On September 11th, Omar Visquel ended the game with a diving stop of a bounder up the middle. He rolled around and flipped the ball to Ray Durham who got the force before throwing to first base for the game ending double-play. Win goes to Tyler Walker, his second in the teams' last three games.

In going over the replay of Visquel's play, former infieder turned broadcaster, Duane Kuiper exuberantly if not emphatically stated, "Good defense never gets old."

An apropos statement considering he was talking about the ageless one, Omar Visquel.

To not sign Omar Visquel would be criminal.

Kevin Marquez

Friday, September 7, 2007

Thinking of 2008 with Kevin Correia

Kevin Correia is 3-0 in the role of a starter and would be 4-0 if the bullpen didn't do its best to maintain the dubious statistic of allowing runners inherited to score.

Should Kevin C return to the starting rotation next season? Heck yes! If he can build up enough arm strength, that would extend him deeper than the 6th inning of a game, pencil him in right now.

On offense, the Giants have to be at the top or rocking back and forth, when it comes to grounding into twin-killings. Double-plays. Ray Durham, Kevin Frandsen, Ryan Klesko, Rich Aurilia, Benjie Molina and Randy Winn (in that order) have been far too giving when it comes to ending the inning suddenly.

On the upside, after listening to Brian Sabean on his radio show (KNBR/680) I was encouraged by the possibility of Omar Visquel returning for another season simply because nobody does it better at the shortstop position than #13.

Kevin Marquez

Wednesday, September 5, 2007

Blind As A Bat

(These are the typical feelings and associations that occur on game day, for yours truly and hopefully everyone else who plays ball.)

Arrive at the site of the game. It won't be long until you see the familiar face of a teammate, or two or three, etc.

Put on your cleats and eventually someone will ask you if you would like to get loose and like Pavlov's dogs you reach in your bag for a ball (to warm up with your teammate) and respond with a delightful, "Sure!"
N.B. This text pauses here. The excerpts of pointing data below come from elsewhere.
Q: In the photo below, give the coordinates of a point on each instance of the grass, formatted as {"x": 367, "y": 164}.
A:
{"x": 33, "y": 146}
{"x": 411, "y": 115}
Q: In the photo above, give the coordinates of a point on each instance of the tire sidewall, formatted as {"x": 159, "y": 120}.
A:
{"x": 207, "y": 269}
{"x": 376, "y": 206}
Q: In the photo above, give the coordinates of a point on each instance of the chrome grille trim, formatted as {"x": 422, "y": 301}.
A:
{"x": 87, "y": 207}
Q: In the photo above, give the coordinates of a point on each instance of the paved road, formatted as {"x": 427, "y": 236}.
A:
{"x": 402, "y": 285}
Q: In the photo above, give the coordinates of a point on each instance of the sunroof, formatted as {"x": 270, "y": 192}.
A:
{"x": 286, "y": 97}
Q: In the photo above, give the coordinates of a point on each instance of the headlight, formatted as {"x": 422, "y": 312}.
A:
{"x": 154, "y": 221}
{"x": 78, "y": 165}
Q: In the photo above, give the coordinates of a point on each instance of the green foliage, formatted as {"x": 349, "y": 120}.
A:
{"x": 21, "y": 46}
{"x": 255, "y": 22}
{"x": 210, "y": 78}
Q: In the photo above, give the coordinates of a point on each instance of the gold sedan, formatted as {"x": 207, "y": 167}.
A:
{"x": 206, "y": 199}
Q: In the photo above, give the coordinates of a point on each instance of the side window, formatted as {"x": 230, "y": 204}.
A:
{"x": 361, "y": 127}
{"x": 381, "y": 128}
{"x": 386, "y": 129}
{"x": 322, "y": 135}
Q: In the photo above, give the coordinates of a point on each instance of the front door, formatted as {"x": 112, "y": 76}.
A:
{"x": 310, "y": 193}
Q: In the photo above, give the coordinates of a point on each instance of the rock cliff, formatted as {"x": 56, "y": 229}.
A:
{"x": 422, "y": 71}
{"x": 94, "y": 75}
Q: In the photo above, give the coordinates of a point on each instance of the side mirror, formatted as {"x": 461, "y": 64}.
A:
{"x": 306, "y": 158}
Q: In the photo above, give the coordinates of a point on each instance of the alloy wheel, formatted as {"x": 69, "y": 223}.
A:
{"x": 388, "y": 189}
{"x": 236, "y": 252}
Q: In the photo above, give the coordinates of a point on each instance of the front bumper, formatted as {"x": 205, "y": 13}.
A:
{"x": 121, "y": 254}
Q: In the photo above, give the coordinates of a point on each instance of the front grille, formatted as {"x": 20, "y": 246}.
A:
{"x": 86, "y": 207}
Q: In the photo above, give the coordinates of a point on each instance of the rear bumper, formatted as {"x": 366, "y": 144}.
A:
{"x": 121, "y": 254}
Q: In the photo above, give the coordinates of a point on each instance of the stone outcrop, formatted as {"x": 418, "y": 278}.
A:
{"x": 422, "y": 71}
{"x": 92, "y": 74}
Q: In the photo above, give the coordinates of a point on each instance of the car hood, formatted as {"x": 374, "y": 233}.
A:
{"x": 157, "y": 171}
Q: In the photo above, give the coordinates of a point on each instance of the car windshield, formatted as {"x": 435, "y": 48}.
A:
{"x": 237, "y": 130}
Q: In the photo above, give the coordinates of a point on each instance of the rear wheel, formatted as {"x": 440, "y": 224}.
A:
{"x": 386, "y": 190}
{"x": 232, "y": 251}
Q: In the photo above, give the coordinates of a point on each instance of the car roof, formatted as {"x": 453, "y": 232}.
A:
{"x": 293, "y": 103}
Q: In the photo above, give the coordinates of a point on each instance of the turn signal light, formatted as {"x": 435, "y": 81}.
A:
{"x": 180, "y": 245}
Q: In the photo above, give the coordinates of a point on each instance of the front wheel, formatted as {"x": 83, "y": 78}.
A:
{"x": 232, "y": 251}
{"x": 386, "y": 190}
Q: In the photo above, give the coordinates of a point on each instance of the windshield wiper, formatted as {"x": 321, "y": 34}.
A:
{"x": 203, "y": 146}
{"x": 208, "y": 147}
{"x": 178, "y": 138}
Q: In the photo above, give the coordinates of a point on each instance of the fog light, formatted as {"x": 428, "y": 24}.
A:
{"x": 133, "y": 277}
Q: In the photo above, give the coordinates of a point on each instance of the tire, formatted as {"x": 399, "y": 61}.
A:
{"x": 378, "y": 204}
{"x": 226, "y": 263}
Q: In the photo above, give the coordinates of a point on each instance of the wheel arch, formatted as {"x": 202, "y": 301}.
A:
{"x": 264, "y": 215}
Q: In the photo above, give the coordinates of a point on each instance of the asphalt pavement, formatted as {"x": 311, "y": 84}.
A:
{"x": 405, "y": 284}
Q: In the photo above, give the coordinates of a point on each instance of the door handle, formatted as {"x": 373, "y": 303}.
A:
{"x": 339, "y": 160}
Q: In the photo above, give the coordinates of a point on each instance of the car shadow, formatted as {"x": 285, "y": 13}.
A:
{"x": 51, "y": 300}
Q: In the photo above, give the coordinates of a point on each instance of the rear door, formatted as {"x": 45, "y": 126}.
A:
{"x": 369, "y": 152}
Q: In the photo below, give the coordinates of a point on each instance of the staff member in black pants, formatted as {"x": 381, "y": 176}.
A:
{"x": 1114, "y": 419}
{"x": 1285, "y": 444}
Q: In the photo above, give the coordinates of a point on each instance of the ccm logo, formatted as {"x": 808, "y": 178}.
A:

After some conversation with your teammate (and any others who may be alongside also warming up) you ask if your partner is loose and right then I begin thinking of the game that day.

I'm never concerned where I bat, as long as I'm batting, but I do like to see who's playing and where. Also, I'd like to know if we're home or away because it lets me know who bats first.

As I approach my position on the field the idea of batting never crosses my mind, even if I know I'm due to leadoff the next inning. The only time that reaches my thought process is when the third out of the preceding inning is made and only then do I begin to focus attention on my approach to batting.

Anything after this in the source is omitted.